Roura agreed: “He is the biggest talent I have seen in La Masia in a long time, but it would be a mistake to make comparisons with Messi. Yamal can beat players, dribble, has confidence and is a great goal scorer. Physically, he still has to finish his development.”
“He plays like nobody else”
What most stands out about Yamal at his age is his decision-making. Barça coach Xavi Hernandez says it is incredible for a 16-year-old to be able to pick the right option so often. A left-footer playing on the right wing, he knows when to speed up play and when to slow it down; when to run at this man or when to recycle the ball back into midfield; and when to shoot and when to cross.
“The best and most remarkable thing about Lamine is his football intelligence,” Barça’s former sporting director Ramon Planes, now at Real Betis, told ESPN.
“He plays like nobody else. People class him as a winger, but he can play whatever he wants. He is an all-round footballer, without a doubt. He’s a wonderful kid, with a great personality for a 16-year-old. He’s a footballer in every sense of the word.”

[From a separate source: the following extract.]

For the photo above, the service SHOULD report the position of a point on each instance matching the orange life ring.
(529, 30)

Managing the spotlight is the challenge facing Yamal and Barça now. Dancing around Villarreal players at the end of August, it was easy to forget how young he was. When you see him smile, though, his braces staring at back you, he very much looks his age. As Roura reiterates time and again, too, he is still developing physically and it would be unwise to burden him with too many minutes.

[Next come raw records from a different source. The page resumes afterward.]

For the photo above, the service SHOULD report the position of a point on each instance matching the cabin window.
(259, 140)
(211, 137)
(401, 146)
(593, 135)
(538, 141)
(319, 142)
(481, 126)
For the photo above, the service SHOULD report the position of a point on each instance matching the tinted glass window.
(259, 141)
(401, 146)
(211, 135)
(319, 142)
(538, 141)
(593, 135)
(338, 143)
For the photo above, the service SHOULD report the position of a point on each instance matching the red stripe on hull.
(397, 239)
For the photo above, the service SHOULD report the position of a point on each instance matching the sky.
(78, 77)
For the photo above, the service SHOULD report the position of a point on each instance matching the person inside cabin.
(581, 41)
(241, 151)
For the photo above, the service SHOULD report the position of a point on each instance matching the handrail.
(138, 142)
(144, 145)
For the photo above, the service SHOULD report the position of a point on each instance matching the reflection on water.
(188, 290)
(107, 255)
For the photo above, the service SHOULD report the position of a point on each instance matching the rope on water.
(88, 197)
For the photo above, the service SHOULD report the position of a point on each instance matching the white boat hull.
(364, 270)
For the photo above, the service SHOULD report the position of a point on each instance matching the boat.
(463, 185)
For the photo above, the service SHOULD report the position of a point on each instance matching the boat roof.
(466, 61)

Although it’s impossible to determine the exact reason for their injuries, both Ansu and Pedri’s fledgling careers have suffered due to knocks picked up after playing a lot of games as teenagers. That should serve as a warning for Barça with Yamal, who was not even born when Messi scored his famous Diego Maradona-esque goal against Getafe in April 2007.

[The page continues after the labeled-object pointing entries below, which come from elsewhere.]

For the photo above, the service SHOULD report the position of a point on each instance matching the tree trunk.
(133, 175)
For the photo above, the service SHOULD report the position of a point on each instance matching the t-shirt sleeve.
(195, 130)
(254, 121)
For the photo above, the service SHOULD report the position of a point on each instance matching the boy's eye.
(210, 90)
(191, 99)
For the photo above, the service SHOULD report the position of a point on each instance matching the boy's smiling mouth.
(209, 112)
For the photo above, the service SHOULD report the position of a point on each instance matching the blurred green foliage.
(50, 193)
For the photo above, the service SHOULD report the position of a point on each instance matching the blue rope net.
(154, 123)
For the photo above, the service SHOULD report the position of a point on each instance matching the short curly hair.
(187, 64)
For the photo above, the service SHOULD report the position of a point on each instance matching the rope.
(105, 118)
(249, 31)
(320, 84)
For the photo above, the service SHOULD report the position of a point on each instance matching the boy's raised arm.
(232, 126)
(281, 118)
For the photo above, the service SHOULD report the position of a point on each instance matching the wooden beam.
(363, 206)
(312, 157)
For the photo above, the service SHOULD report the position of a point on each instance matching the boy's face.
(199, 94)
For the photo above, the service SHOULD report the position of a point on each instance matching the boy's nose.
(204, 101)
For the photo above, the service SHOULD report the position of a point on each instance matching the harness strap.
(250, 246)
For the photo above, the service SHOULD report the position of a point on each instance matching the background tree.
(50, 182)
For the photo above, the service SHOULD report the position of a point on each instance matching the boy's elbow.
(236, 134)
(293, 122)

“Xavi knows the ins and outs of the game and I am sure he will be able to help Lamine consolidate himself among the elite at the right pace,” Roura said.
As for Yamal, sources at the club insist he has his head screwed on tight and his feet on the ground. Everyone you talk to in Rocafonda says there is nothing big time about him, although success can change people in time. There was one incident in February while with the Spain national team when several players were punished for a “serious act of indiscipline.” Yamal was one of those players. He missed one Spain squad prior to the U17 Euros and was also sanctioned internally by Barça, sitting out four games with the U19 team.
Since February, though, Yamal has actually clicked into another gear. A debut with Barça in April was followed by a first start in August. September has already brought a first-ever Spain appearance and a goal for the national team. Abdul’s replica World Cup might not be so out of place after all.